Anche se a migliaia di chilometri di distanza, la Cina ha allungato i tentacoli partendo dall’interno, cioè tempestando i genitori e i parenti della giornalista di visite di controllo della polizia, che ribadisce ogni volta che la loro cara è una “anti-cinese”. Il primo episodio in Germania, invece, è questo: dopo diverse citofonate sospette al suo appartamento, Su ha capito che la sua foto era apparsa su un sito tedesco di annunci porno, con l’indirizzo di casa e la promessa di un rapporto orale per 100 euro. È solo un assaggio, perché Yutong è dovuta andare anche alla polizia tedesca per denunciare una truffa ai suoi danni: ha infatti scoperto che qualcuno ha prenotato a suo nome stanze d’albergo in alberghi di lusso di mezzo mondo: Macao, Hong Kong, New York, persino al St Regis di Roma. E come cellulare di riferimento, hanno lasciato quello di un altro dissidente cinese, che vive negli Usa, un certo Bob Fu.

 

“Negli Usa vengono arrestate le persone che minacciano gli oppositori cinesi, in Europa no. Perché non accade? Solo negli ultimi tempi – afferma sconfortata la Yutong - la polizia tedesca ha preso il mio caso sul serio. Ha cominciato a capire che dietro a questi episodi ci potrebbe essere il governo o l’ambasciata cinese”. Passiamo al suo profilo Telegram ed ecco una bella minaccia di morte: “Ti ammazzo”, scrive un uomo che le manda un video di una decapitazione. E basta fare un giro rapido su Twitter per avere idea della violenza psicologica che deve subire la donna: "Putt***, str***, cagna" sono solo i commenti più lievi nei suoi confronti. Questo, perché da sempre si batte per i diritti delle minoranze e per stabilire la verità sulla violenza di Piazza Tienanmen. All’ennesimo episodio di molestia, Su ha deciso di contrattaccare: un anonimo le ha mandato una foto e l’ha minacciata di stupro. Yutong lo ha provocato, definendolo un poveraccio e che non avrebbe avuto soldi per trovarla in Germania. Lui ha abboccato e ha mandato lo screenshot di un bonifico con il suo nome, Aierken Yilisen e quello di Ran Zhang, commerciante della catena di supermercati asiatici “Go Asian”. Subito la giornalista ha reso pubblici i loro nomi e, dietro di loro, è spuntata una mandante, una certa Deng Jie. Arrestata dalla polizia finlandese, perché anche lei minacciatrice di dissidenti.

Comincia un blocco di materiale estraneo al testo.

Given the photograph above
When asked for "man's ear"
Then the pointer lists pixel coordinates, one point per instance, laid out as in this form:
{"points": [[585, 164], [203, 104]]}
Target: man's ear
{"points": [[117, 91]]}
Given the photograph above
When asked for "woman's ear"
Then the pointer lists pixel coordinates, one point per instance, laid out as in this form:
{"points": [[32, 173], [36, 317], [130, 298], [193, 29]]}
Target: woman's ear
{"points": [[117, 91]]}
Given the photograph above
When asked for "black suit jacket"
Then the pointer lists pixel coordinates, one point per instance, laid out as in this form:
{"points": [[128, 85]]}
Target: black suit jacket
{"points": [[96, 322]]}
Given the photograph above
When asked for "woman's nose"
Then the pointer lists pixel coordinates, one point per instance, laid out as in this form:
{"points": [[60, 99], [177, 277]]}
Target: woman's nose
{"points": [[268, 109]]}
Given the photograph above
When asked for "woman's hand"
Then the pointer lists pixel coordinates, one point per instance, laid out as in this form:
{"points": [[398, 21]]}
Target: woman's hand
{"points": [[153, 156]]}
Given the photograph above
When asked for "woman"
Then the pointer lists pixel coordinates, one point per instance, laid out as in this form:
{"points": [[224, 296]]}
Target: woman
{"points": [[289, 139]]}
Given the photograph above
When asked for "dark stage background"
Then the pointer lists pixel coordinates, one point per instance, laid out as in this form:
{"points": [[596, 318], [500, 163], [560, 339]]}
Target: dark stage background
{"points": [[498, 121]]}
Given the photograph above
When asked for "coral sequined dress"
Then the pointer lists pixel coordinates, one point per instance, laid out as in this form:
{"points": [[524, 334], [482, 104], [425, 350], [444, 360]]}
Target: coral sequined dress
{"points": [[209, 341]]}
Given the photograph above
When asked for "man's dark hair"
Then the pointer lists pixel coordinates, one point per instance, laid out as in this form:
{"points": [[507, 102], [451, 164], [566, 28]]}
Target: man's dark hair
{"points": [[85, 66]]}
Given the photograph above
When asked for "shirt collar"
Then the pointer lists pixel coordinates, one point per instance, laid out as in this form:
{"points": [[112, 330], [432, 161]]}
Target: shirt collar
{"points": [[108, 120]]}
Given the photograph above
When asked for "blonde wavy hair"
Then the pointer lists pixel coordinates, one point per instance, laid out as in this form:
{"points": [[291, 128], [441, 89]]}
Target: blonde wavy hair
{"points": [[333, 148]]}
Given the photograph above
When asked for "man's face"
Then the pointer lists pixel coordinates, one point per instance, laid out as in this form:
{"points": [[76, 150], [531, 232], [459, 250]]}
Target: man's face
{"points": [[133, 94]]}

Se con il suo Paese le cose non vanno, in Germania la vita non è più semplice. Nel 2014 finì sul New York Times, perché cacciata dall’emittente radio-televisiva in cui lavorava, la Deutsche Welle. Nel giorno della commemorazione del massacro di Tienanmen, infatti, aveva pubblicato le discussioni in redazione sul commento di un lettore che invitava a considerare l’episodio come “una tantum” nella storia cinese. Il nuovo direttore, che le aveva comunicato di aver incontrato l’ambasciatore cinese e che bisogna essere più morbidi sulla Cina, non gradì la sua ferma posizione. “In Germania ci sono troppi interessi economici con Pechino. Dopo l’episodio della Deutsche Welle – conclude amaramente, ma con forza, Su Yutong - qualcuno mi ha persino offerto dei soldi per stare zitta. Ma io non lo farò mai”.